Then there’s some that don’t end quite as I had thought:
The was an old woman who lived in a shoe,
She had so many children she didn’t know what to do;
She gave them some broth without any bread;
She whipped them all soundly and put them to bed.
This ditty has a twist at the end as well:
Oranges and lemons,
say the bells of St. Clement’s.
You owe me five fathings,
Say the bells of St. Martin’s.
When will you pay me?
Say the bells at Old Bailey.
When I grow rich,
Say the bells at Shoreditch.
When will that be?
Say the bells at Stepney.
I’m sure I don’t know,
Says the great bell at Bow.
Here comes a candle to light you to bed,
Here comes a chopper to chop off your head.
Some may question the merits of this seemingly subversive nonsense. I love it.
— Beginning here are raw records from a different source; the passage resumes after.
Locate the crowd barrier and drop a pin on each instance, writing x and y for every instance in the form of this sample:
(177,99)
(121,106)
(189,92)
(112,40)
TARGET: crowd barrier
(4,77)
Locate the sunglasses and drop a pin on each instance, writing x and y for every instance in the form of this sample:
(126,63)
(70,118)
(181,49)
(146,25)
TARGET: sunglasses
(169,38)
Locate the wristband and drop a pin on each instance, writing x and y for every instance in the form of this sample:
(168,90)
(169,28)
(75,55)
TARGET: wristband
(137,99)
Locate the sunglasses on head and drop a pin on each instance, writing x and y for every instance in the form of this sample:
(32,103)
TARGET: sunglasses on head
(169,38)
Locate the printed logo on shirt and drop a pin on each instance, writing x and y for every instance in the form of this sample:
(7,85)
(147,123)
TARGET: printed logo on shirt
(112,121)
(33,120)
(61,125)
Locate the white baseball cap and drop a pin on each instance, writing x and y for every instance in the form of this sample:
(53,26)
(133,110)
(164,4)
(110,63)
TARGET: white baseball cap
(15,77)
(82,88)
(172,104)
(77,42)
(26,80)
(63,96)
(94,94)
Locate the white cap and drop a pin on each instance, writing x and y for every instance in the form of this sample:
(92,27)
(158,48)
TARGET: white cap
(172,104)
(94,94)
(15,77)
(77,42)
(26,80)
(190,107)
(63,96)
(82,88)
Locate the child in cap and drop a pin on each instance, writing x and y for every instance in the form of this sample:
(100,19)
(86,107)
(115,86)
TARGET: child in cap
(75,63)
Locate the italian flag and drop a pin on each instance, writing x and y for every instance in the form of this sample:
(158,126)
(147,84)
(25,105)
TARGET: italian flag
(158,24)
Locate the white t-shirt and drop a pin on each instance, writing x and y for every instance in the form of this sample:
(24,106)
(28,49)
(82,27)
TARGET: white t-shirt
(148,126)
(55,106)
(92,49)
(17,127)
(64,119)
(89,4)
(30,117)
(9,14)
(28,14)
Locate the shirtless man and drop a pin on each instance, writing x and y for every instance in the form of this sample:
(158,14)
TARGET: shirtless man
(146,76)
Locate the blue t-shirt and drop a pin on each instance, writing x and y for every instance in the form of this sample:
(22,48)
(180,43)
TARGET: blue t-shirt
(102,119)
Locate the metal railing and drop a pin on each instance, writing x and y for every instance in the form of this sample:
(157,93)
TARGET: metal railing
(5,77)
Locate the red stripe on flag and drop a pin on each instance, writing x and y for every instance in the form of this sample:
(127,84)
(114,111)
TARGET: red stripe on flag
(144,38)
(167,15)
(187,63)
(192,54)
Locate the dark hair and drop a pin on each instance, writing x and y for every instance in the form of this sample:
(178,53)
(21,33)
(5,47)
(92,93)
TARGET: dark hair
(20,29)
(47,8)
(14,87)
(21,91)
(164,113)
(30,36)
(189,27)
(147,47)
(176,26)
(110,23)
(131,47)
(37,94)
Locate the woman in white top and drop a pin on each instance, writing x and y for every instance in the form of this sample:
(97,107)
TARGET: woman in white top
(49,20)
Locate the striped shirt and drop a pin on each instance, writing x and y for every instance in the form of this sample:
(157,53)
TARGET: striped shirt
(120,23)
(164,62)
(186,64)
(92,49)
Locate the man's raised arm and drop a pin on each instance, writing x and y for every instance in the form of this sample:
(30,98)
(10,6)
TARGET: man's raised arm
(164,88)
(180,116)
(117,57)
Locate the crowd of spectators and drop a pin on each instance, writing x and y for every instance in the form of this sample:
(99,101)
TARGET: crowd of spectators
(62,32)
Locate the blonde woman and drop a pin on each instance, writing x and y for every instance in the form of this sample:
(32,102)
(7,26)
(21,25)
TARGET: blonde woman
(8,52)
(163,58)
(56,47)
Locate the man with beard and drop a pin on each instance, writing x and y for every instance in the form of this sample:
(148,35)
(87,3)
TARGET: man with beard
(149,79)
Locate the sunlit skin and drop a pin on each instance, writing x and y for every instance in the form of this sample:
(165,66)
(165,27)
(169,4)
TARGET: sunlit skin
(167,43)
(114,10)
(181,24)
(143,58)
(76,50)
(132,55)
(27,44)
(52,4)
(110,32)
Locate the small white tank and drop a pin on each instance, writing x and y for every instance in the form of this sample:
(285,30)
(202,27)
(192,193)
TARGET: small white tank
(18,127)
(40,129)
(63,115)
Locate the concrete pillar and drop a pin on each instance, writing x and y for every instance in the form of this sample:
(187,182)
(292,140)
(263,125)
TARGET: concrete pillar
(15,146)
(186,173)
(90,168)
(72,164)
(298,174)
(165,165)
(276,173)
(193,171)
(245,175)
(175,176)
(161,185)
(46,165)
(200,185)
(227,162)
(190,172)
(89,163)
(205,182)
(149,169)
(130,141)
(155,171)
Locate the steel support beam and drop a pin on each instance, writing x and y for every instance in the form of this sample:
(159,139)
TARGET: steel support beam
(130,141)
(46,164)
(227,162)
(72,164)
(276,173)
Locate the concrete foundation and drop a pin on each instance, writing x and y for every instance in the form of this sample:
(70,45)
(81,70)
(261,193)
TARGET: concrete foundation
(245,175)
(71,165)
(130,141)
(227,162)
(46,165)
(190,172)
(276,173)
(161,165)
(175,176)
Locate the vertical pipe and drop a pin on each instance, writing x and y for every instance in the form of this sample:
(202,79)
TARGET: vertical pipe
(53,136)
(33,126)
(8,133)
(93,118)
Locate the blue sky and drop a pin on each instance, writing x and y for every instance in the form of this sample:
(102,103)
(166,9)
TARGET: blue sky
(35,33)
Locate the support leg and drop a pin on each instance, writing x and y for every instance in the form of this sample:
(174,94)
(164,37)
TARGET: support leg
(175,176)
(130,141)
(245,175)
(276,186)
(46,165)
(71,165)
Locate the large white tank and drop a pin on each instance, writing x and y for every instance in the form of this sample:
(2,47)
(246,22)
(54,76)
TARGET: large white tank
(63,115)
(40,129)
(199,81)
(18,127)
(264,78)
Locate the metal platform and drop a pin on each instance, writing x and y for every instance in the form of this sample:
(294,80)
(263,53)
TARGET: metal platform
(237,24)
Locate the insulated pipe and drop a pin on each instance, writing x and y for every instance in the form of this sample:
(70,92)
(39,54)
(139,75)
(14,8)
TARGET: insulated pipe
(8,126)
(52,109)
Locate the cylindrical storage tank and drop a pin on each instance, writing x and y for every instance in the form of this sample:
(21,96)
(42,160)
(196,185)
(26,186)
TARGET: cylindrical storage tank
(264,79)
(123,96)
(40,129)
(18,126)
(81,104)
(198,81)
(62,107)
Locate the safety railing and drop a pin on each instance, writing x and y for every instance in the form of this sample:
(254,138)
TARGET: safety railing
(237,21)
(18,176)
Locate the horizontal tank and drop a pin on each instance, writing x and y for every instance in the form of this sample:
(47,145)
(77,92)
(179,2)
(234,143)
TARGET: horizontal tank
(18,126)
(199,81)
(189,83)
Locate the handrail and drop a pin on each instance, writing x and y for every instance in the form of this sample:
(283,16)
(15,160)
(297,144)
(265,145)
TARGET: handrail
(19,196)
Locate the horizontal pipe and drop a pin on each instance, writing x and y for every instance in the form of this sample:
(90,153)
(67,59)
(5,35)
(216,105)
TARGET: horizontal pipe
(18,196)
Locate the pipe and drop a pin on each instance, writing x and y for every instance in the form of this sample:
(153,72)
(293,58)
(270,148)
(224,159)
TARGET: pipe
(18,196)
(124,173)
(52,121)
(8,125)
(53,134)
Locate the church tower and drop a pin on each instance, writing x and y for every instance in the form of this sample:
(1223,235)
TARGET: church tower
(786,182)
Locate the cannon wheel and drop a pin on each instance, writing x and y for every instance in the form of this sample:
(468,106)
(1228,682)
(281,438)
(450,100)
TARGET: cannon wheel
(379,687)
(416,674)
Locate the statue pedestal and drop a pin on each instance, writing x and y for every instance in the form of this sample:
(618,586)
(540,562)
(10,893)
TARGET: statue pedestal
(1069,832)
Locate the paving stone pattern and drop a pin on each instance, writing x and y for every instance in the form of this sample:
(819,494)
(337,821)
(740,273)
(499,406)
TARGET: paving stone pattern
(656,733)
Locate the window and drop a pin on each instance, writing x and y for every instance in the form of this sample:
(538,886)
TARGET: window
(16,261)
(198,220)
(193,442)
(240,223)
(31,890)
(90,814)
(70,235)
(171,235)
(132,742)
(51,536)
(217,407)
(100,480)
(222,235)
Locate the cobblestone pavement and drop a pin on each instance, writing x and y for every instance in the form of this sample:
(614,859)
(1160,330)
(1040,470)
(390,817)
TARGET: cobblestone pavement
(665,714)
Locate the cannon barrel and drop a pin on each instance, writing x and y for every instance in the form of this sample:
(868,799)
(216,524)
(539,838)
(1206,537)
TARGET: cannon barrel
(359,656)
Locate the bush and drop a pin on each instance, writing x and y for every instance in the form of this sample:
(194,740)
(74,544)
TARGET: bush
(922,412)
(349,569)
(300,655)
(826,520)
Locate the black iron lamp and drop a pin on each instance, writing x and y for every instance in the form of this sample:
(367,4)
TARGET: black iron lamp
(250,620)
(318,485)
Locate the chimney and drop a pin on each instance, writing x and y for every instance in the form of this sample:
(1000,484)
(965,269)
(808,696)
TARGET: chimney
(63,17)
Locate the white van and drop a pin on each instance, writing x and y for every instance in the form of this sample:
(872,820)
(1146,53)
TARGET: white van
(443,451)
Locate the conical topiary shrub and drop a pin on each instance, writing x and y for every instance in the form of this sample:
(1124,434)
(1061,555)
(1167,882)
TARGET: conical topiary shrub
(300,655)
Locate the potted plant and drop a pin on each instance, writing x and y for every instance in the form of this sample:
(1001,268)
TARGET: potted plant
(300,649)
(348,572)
My kids love it.
This one is Cassidy’s favorite right now:
There was a crooked man,
And he walked a crooked mile;
He found a crooked sixpence
Against a crooked stile;
He bought a crooked cat,
Which caught a crooked mouse,
And they all lived together
In a little crooked house.
And this is mine:
Goosey, goosey gander,
Whither shall I wonder?
Upstairs and downstairs
And in my lady’s chamber.
There I met an old man
Who would not say his prayers,
I took him by the left leg and threw him down the stairs.
These are the building blocks of a sense of rhythm and flow, an inherent sense of rhyme, and perhaps most importantly, a sense of humor.
Not to mention, a sense of culture and continuity.
I learned to read with Mother Goose. My mother, who immigrated to this country when she was in her thirties, learned to read English with that same Mother Goose that I did, at the same time. I bet my father, and his father, had Mother Goose read to them as young children.
And I do my part, passing on a legacy of generations, reading it to my children, hoping that they will cherish the memory enough to hold onto this book, keep it on their shelf like an old friend, visit now and then. Until they become adults and they read it to their own children, marveling at how the mind plays tricks, how the old becomes new again.